In the Upstate, hundreds of manufacturing facilities were built in the wake of the collapse of much of the textile economy in the 1970s and 1980s. And many of these manufacturers built their facilities miles from cities, towns, and existing neighborhoods. Today, the area surrounding Greenville-Spartanburg and Charleston are two of the fastest-growing metro areas in the country. Plants that were way out in the country 10 years ago are quickly being surrounded by subdivisions.
We’ve seen that play out in Duncan around the S.C. Technology and Aviation Center and along Highway 81 in Anderson County. Lexington County has also watched development quickly surround manufacturing. Berkeley County should soon see the same thing as development follows the new Volvo plant.
Senate Majority Leader Shane Massey told the Post & Courier: “(If) somebody moves in beside them, that person can’t sue them and say, ‘We don’t like the noise in your facility,’ or ‘we don’t like the odor,’ when they’ve moved next door. A lot of these facilities locate in rural areas so they’re not disturbing people, and people have come up around them.”

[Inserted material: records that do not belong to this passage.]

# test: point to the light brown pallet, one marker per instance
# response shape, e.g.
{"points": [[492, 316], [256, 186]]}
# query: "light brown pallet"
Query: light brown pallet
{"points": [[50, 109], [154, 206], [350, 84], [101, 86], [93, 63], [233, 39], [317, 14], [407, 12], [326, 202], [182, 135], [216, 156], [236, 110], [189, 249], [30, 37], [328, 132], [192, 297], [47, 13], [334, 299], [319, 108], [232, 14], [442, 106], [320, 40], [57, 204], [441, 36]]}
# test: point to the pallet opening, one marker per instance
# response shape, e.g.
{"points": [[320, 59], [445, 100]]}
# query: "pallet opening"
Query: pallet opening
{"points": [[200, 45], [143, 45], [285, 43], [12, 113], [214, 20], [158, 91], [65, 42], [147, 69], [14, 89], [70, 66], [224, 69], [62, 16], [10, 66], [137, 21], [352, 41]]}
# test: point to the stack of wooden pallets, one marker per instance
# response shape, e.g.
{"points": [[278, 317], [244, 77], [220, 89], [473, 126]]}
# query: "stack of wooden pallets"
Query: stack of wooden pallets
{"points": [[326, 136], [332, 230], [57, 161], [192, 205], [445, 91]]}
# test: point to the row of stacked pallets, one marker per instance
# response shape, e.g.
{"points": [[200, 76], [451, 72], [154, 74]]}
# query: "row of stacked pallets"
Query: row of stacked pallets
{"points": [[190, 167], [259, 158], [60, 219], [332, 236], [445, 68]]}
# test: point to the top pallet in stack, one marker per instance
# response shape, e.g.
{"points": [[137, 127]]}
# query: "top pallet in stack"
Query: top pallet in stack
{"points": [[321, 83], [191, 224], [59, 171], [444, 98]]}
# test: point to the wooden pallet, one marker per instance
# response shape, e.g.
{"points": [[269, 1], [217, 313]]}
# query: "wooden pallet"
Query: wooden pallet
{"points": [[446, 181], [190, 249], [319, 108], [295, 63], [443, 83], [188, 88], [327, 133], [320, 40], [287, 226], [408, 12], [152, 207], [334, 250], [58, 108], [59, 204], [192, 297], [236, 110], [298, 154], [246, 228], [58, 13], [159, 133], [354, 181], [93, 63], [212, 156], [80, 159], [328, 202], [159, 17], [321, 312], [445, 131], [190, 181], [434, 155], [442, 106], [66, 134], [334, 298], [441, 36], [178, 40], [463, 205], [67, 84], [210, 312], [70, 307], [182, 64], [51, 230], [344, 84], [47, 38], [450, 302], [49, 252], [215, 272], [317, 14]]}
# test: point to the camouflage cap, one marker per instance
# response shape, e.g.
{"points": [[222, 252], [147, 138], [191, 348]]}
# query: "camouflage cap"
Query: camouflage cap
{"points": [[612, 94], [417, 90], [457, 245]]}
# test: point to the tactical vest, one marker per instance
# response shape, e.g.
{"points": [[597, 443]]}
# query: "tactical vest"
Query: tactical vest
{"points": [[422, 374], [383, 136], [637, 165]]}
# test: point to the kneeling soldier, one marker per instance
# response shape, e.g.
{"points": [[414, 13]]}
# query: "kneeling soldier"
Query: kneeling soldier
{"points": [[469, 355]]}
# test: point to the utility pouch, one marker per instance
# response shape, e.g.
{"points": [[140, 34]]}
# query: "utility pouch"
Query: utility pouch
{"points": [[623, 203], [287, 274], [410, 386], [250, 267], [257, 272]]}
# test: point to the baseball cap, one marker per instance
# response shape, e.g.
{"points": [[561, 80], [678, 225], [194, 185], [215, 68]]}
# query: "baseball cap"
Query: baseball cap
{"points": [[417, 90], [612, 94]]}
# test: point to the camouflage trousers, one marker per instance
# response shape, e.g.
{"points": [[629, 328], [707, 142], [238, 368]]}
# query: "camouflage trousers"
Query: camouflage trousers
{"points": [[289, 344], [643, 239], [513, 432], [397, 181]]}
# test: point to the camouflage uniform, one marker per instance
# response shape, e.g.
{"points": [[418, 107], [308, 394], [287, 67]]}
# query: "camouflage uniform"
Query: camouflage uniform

The protections in the legislation also extend to reasonable expansions of existing manufacturing facilities. The Senate amended the bill to define reasonable as having no substantial changes to affect a property owner’s use and enjoyment of property.
The business community supports an individual’s right to relief when he or she has been wronged, but if the facility making the noise, shining the light, or emitting the odor predates the surrounding homeowners, then we believe caveat emptor applies.
Lifting Automatic Stays
The second major legal legislative victory for business was the passage of the ”Automatic Stay” legislation. This legislation will derail a common tactic used by environmental and NIMBY (not in my backyard) groups to delay or kill development projects.
Currently, permitting challenges filed in the Administrative Law Court may put a project on hold indefinitely. Court decisions – even when not intentionally delayed – frequently take months.
As with the nuisance lawsuit bill above, we respect the right to challenge these permits in court, but we don’t believe those challenges should be allowed to go on indefinitely. If there is a legitimate environmental (or other) issue to deny a permit, the plaintiffs should be able to provide reasonable cause that a challenge should go forward.
Environmentalists have used the current automatic stay system in a number of high-profile developments – most notably in the Lowcountry. As we raise our gasoline user fee over the next few years, these challenges are frequently used against DOT.
The legislation approved last month by the General Assembly preserves a citizen’s right to challenge the decisions of the permitting boards, while ensuring businesses know the expectations for the suits and timelines. Any business growing, expanding, or developing new facilities knows that time is money and delays can exponentially raise the cost of a project.
A state’s legal climate is a key part of site selection these days. It’s almost as important as tax climate and workforce availability.
And site selection has a global scope. Businesses are looking to set up shop in locations with low costs and positive, overall-business climates. Civil justice issues such as low workers’ compensation premiums and predictable, fair litigation environments factor into creating a positive business climate. And states with unpredictable and unstable civil justice systems are left out of the competition. South Carolina is such a state, and its current legal climate for businesses needs to be improved.
The U.S. Chamber of Commerce’s September 2017 assessment of state liability systems ranked South Carolina 34th among all 50 states in the fairness of its litigation environment. Among the 33 states with fairer litigation climates are several of our neighboring states, including North Carolina, Virginia, and Tennessee. (We’re in the bottom third of states with Louisiana, California, and Illinois.)
As mentioned several times above, we must balance the individual’s rights to bring causes of action when warranted against the needs of businesses to create jobs in a stable legal environment.
We have more work to do.
Legal reform is a key part of the advocacy by South Carolina’s local and state chambers of commerce. And even if these issues do not excite our investors, protecting them from that one lawsuit – the one that could close a business and put thousands of people out of work – is something we work on every day.